The Christmas story is very familiar to us: the Father sent us our Savior, His only-begotten Son, incarnate as a human being.  Jesus didn’t just put on flesh like a costume and pretend to be one of us; from the moment He was conceived by the Holy Spirit, He fully experienced human life. He lived nine months in Mary’s womb and then entered the world as we all do, naked and cold.  But not alone.  Jesus’ first human experience was the love of His mother and foster father.  His first human experience was family.

I guess it’s not surprising that the Father would have things this way.  God Himself is a family: Father, Son, and Holy Spirit, three distinct persons living in perfect, complete, inseparable, loving union with each other as the Holy Trinity.  Every family is modeled on, and a reflection of, this union.
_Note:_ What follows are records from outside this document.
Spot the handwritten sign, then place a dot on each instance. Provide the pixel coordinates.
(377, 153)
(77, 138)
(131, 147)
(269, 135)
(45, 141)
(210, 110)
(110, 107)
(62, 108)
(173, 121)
Sounds exactly like your family, right?

Well, possibly not exactly.  Every family has its tensions, its challenges, its frustrations, its brokenness.  Despite the divinity of Jesus and the holiness of Mary, even the Holy Family had its bad days.  (It’s interesting that, outside of the infancy narratives, the only story of the Holy Family passed on to us in the gospels, the story of the finding of the child Jesus in the temple, tells of a pretty rough few days for Mary and Joseph.)  But despite all its imperfections, each family is indeed called to be holy.

What does it mean to be a holy family?  I think it means striving to live up to the challenges Jesus laid out for us in his teachings:  to love and respect each other unconditionally; to forgive each other continuously and completely; to accept what each of our family members can give; to put each other’s needs and concerns ahead of our own.  Of course, we will fall short; but if we can shape our families to be a haven where falling short of our goals is met with love, compassion, and forgiveness rather than animosity, then our families can indeed be a holy place that will help us walk in the way of Jesus Christ.  And even in – especially in — the most broken of families, small acts of love carry within them a divine presence.

Jesus’ first experience of humanity was grounded within his family.  By bringing His divinity into a human family, Jesus has opened up the possibility that each of us might experience His divinity through our own families.  When we allow Him to be present in our day-to-day family life, that’s when our families can become holy, and that’s when we can truly experience the joy of Christmas every day.